While filming this week's 60 Minutes interview with Powell, correspondent Scott Pelley traveled with him on a listening tour of Houston's Fifth Ward. The Fed chair was in Houston to get a firsthand look at the recovery from Hurricane Harvey as part of the Fed's community development program.

While there, Pelley asked Powell why African-American unemployment, while near record lows, is nearly double that of the white unemployment rate.

"I think it's the legacy of poverty, ultimately, the legacy of slavery." Powell answered.

To address the issue, Powell said the Fed can conduct monetary policy in a way that tries to create maximum employment.

Fed Chair Jerome Powell on income disparity

In an interview in Washington, Pelley asked Powell about the country's yawning gap in wealth distribution.
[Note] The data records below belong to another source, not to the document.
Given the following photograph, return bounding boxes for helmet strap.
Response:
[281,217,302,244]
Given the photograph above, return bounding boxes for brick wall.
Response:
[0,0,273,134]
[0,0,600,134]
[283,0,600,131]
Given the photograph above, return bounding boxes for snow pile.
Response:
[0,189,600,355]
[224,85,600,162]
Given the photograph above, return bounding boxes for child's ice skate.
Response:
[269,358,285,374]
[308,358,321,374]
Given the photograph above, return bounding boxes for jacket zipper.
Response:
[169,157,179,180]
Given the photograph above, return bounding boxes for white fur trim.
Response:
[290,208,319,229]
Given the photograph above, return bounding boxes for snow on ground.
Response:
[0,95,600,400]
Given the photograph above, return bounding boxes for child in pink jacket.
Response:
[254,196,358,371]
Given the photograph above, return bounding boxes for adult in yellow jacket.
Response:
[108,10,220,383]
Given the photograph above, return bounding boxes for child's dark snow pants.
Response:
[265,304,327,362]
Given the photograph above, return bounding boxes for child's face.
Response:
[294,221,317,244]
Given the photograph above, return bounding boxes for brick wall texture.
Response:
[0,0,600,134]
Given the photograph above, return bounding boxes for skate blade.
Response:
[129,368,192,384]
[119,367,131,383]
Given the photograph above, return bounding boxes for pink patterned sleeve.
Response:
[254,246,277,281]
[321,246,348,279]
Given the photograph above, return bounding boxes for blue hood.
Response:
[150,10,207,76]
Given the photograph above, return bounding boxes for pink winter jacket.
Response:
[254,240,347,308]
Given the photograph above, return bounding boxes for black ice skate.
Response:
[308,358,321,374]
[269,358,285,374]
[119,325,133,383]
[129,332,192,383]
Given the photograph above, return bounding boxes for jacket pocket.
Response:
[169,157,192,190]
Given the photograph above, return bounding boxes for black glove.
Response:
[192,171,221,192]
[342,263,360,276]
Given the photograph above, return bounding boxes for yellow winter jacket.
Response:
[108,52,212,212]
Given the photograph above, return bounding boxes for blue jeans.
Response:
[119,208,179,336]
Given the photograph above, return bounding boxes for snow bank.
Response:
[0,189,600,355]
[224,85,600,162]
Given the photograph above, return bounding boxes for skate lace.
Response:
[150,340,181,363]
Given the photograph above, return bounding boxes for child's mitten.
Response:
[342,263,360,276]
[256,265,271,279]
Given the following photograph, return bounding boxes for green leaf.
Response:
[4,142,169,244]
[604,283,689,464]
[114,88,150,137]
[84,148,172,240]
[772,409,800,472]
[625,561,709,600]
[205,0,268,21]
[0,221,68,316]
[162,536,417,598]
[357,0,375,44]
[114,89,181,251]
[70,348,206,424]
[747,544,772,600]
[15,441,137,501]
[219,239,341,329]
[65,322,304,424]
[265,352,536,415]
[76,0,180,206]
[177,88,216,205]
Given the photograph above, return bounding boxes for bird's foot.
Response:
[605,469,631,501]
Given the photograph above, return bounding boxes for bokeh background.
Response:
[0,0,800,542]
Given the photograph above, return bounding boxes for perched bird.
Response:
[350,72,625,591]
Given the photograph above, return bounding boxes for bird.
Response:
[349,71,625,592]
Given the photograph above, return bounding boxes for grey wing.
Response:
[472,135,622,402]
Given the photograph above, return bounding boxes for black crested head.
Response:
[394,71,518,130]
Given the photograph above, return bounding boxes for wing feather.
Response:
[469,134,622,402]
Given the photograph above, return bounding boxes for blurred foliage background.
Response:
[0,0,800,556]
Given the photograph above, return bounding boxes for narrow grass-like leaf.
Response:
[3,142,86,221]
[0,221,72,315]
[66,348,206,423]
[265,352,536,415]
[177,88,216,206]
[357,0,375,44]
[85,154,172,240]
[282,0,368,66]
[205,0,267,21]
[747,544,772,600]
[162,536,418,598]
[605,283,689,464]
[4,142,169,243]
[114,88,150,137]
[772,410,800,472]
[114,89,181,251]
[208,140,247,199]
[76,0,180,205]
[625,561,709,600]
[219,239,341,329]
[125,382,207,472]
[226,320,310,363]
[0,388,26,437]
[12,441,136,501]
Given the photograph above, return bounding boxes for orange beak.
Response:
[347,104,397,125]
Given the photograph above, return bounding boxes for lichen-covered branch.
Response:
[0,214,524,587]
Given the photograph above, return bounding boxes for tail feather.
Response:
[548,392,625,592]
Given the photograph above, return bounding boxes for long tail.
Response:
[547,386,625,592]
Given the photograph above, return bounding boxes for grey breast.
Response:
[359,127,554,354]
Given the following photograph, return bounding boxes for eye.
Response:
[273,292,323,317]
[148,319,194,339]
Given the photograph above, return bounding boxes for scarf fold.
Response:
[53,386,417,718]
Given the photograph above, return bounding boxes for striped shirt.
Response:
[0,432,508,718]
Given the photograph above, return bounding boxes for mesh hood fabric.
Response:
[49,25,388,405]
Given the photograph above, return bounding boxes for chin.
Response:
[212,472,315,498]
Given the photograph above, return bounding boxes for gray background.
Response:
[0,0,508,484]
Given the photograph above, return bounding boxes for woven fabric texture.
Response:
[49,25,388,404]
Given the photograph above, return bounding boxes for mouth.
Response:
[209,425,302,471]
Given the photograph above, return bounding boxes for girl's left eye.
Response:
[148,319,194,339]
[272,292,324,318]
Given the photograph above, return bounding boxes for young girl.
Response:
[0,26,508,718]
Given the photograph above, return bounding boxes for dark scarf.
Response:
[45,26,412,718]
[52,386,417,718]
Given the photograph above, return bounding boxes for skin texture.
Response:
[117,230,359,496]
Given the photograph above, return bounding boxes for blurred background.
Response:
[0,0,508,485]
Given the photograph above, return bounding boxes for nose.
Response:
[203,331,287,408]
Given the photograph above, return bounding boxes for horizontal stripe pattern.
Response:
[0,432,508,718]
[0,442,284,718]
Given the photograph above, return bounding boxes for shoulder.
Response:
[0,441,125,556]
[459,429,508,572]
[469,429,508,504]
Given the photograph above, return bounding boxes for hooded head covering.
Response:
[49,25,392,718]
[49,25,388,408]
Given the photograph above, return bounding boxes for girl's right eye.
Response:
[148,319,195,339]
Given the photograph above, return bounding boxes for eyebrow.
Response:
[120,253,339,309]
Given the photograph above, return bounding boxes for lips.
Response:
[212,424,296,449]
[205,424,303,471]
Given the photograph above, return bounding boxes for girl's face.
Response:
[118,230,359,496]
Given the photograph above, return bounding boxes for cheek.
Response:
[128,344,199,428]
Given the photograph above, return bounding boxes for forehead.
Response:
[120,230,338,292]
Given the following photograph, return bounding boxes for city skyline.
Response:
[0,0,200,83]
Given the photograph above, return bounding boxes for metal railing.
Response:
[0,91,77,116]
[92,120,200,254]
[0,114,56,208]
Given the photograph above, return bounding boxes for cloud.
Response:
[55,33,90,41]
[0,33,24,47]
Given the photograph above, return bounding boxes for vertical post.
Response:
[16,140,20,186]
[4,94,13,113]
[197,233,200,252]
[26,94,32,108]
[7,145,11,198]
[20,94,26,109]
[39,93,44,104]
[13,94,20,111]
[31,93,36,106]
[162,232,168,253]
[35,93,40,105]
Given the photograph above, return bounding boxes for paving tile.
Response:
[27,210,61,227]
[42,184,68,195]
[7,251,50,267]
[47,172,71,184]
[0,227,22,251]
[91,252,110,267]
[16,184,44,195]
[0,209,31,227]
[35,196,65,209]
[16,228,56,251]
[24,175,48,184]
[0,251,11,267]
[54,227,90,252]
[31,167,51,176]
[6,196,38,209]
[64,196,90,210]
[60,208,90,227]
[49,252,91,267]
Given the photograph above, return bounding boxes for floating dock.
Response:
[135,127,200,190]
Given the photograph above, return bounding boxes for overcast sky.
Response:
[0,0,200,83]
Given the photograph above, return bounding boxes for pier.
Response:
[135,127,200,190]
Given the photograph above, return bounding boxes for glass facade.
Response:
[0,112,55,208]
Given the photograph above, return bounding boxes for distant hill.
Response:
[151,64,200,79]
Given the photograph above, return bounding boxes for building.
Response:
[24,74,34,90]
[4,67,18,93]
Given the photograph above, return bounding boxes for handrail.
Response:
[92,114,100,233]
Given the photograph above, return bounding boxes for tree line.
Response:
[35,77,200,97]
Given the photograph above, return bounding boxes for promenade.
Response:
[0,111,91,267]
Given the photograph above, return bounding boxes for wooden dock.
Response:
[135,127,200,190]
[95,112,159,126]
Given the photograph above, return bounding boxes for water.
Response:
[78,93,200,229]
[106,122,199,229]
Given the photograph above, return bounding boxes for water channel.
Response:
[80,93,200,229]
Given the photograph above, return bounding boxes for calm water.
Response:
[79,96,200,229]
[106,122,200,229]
Although Powell acknowledged the Fed doesn't have direct responsibility for it, he did say there are policies the Fed can put in place to mollify it.

Powell addressed America's low economic mobility, relative to comparable countries. "I think that comes down to better education, better training, getting people into the labor force and putting them on the path to prosperity," he said.

The other issue relating to income disparity is stagnant wages, Powell said. He added that policies can be put in place to give people tools to take part in the economy.

"It's really rising output per hour, what we call productivity, that allows real wages to rise over time," Powell said. "It allows living standards to rise over time."